The description is perfectly structured with three sentences that each serve distinct purposes: stating the core function, specifying usage context, and explaining input/output behavior. There's no wasted language, and it's front-loaded with the most important information about what the tool does.

Shorter descriptions cost fewer tokens and are easier for agents to parse. Every sentence should earn its place.

Completeness4/5

Given the tool's complexity, does the description cover enough for an agent to succeed on first attempt?

For a tool with no annotations and no output schema, the description provides good coverage of the tool's behavior, usage context, and input expectations. It explains what the tool returns (a link) which compensates for the missing output schema. The main gap is lack of information about potential constraints or error conditions, but overall it's quite complete for the tool's complexity.

Complex tools with many parameters or behaviors need more documentation. Simple tools need less. This dimension scales expectations accordingly.

Parameters3/5

Does the description clarify parameter syntax, constraints, interactions, or defaults beyond what the schema provides?

Schema description coverage is 100%, so the schema already documents all parameters thoroughly. The description adds minimal parameter semantics beyond the schema - it mentions 'box-drawing characters, arrow representations (-->, ==>), and plain text layouts' which aligns with the content parameter example, but doesn't provide additional context for other parameters. This meets the baseline expectation when schema coverage is complete.

Input schemas describe structure but not intent.

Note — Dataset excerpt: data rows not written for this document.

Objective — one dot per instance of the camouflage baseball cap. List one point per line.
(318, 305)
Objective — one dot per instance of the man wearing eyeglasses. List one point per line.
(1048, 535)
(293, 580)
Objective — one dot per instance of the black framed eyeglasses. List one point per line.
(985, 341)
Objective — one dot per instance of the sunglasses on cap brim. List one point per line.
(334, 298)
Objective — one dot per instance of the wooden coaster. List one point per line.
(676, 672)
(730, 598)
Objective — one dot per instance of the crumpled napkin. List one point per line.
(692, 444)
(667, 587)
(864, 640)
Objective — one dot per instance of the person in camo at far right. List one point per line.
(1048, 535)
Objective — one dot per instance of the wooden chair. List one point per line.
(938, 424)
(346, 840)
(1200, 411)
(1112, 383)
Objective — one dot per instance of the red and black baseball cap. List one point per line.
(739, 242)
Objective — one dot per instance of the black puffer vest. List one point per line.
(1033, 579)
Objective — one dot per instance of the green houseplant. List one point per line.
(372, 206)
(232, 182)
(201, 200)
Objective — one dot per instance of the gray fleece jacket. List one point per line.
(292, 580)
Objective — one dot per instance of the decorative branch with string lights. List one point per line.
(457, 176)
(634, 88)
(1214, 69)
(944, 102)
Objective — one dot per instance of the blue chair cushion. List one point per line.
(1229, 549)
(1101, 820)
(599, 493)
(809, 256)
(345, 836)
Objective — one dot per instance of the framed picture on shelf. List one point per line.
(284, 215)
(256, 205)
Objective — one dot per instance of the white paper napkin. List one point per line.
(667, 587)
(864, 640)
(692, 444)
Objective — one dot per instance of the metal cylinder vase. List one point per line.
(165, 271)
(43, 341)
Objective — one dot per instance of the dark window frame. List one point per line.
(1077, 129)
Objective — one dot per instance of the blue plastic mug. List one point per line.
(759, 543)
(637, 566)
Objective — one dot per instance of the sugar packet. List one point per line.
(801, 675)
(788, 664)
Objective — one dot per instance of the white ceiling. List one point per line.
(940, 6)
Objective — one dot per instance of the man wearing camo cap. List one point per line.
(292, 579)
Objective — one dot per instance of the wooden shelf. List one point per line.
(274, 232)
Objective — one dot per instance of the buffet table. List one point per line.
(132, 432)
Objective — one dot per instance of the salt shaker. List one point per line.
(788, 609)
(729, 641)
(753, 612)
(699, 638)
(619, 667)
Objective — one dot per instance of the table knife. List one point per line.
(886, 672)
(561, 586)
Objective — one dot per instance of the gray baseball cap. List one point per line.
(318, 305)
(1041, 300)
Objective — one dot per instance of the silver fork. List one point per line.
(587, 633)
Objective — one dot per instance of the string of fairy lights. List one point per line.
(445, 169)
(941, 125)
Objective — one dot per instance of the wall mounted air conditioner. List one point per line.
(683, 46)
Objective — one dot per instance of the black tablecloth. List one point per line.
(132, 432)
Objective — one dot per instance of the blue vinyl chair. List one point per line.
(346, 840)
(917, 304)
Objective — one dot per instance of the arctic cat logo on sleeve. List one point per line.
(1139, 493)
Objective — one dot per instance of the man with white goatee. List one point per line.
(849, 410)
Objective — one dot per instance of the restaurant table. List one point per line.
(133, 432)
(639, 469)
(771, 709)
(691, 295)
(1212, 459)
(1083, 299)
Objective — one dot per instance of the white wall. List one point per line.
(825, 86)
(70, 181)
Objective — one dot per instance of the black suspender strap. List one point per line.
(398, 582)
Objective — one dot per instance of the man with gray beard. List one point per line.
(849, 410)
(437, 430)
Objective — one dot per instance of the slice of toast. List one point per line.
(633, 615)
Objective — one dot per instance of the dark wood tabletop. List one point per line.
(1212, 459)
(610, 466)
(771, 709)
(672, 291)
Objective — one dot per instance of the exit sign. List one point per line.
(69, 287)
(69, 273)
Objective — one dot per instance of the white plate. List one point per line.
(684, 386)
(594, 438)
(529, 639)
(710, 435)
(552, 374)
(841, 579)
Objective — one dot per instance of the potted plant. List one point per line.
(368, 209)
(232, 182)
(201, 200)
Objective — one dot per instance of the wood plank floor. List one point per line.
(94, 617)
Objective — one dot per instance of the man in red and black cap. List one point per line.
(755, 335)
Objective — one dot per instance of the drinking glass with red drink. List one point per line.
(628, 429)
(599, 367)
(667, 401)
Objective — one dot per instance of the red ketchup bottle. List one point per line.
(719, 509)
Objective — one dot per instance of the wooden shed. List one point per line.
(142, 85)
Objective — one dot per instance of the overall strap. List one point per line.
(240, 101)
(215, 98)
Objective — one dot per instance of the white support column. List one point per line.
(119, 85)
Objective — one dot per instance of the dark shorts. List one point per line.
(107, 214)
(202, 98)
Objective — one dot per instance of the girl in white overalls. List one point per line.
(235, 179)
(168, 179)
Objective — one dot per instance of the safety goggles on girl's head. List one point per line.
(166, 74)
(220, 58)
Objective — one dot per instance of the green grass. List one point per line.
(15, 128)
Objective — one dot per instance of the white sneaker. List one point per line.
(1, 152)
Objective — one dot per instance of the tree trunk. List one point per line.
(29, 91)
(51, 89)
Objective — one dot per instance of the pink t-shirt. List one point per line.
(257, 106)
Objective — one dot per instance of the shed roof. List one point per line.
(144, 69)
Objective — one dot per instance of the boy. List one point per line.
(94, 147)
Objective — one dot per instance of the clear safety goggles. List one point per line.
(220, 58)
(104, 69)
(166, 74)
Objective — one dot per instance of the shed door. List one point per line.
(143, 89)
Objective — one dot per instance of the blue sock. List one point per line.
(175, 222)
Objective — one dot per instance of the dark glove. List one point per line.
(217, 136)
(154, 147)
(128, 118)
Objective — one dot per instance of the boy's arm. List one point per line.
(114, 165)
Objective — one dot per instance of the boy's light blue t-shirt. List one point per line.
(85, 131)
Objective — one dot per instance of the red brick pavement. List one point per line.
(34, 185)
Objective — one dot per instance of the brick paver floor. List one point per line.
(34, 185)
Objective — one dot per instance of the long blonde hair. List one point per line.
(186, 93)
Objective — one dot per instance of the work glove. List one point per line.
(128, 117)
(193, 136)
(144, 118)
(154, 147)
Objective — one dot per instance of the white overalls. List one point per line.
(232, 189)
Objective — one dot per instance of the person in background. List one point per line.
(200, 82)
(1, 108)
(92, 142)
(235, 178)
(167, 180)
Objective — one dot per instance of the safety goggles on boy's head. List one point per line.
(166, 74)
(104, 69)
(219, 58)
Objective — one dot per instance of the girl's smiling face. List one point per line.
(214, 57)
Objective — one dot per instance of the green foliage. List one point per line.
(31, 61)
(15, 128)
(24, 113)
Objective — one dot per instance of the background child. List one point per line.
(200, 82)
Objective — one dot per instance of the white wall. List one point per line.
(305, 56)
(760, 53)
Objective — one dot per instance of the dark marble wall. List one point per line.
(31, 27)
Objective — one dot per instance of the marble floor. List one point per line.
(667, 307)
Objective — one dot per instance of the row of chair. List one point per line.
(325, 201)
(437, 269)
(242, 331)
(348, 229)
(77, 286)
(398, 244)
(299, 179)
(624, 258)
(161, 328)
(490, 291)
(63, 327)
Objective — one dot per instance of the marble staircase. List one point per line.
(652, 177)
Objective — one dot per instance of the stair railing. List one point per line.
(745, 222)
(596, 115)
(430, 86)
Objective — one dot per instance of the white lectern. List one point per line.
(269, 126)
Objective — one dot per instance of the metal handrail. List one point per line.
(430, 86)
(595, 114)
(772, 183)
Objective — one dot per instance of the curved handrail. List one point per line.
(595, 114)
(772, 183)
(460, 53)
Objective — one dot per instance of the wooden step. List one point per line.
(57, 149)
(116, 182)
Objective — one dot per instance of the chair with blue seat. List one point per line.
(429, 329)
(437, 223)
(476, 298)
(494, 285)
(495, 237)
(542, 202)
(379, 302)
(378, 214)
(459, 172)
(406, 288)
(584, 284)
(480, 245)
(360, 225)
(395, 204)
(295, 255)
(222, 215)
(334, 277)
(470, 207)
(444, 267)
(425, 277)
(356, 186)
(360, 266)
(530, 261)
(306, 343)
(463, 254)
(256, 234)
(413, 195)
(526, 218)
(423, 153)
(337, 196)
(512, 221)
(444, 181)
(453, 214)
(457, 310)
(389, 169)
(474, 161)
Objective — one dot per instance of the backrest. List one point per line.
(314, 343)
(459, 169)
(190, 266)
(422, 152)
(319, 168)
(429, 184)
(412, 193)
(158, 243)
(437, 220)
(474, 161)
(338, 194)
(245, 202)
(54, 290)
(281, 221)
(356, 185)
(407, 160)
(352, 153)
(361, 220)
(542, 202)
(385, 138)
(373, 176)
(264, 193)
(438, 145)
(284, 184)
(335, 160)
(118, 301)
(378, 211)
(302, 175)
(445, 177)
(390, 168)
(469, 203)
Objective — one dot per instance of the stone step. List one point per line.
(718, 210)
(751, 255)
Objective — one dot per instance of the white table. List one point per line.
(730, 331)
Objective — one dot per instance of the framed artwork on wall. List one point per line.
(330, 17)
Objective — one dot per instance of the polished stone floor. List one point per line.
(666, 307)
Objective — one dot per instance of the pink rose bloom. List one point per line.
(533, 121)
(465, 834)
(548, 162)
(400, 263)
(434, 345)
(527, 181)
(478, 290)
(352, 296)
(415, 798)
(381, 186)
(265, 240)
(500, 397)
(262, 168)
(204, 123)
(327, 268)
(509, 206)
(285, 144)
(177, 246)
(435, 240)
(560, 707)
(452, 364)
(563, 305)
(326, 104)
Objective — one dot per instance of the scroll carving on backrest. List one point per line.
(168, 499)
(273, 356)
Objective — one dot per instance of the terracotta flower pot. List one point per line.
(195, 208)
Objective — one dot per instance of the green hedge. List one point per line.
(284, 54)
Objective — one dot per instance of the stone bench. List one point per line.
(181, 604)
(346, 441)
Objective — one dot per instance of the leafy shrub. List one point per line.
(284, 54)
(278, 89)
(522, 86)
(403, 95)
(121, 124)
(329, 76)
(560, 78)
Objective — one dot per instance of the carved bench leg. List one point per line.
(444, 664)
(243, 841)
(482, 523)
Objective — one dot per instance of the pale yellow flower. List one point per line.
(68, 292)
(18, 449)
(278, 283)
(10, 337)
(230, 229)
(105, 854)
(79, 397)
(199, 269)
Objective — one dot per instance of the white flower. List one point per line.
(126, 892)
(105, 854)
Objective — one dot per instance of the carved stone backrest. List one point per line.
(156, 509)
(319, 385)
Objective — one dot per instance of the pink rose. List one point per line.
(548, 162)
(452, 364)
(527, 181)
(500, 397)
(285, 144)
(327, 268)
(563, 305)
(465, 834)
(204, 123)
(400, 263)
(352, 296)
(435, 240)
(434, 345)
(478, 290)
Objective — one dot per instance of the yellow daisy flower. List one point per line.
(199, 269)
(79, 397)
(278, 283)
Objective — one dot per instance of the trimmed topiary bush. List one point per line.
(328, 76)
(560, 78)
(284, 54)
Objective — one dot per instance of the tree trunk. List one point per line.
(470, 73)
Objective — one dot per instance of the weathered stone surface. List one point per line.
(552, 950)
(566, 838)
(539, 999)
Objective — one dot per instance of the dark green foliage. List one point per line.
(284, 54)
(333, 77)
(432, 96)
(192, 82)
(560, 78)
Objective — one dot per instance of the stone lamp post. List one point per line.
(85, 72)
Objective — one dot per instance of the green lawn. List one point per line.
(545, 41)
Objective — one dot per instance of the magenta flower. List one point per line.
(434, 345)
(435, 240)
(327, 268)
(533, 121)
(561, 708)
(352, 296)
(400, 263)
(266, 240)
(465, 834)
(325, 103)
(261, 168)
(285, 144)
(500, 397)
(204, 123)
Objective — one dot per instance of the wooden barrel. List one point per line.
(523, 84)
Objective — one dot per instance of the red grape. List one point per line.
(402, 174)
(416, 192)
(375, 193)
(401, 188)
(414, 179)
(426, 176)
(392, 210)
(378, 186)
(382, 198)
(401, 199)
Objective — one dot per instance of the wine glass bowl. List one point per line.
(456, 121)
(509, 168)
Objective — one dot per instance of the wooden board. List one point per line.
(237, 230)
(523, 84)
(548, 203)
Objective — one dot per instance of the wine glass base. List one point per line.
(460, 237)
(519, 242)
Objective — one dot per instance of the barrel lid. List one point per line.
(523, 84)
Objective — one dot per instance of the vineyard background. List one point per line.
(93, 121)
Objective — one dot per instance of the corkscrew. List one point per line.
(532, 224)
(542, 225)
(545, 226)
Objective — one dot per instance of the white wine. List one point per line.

Descriptions should explain non-obvious parameter relationships and valid value ranges.

Purpose5/5

Does the description clearly state what the tool does and how it differs from similar tools?

The description clearly states the tool's purpose with specific verbs ('convert', 'rendered') and resource ('ASCII art diagram'), and distinguishes it from siblings by specifying it's for ASCII art input rather than image, JSON, Mermaid, or text inputs. The phrase 'polished visual diagram' adds specificity beyond just conversion.

Agents choose between tools based on descriptions. A clear purpose with a specific verb and resource helps agents select the right tool.

Usage Guidelines5/5

Does the description explain when to use this tool, when not to, or what alternatives exist?

The description explicitly states when to use this tool ('when the user has an existing ASCII art representation') and implicitly distinguishes it from sibling tools by specifying ASCII art input. It provides clear context for usage without needing to name alternatives directly, as the sibling tool names make the differentiation obvious.

Agents often have multiple tools that could apply. Explicit usage guidance like "use X instead of Y when Z" prevents misuse.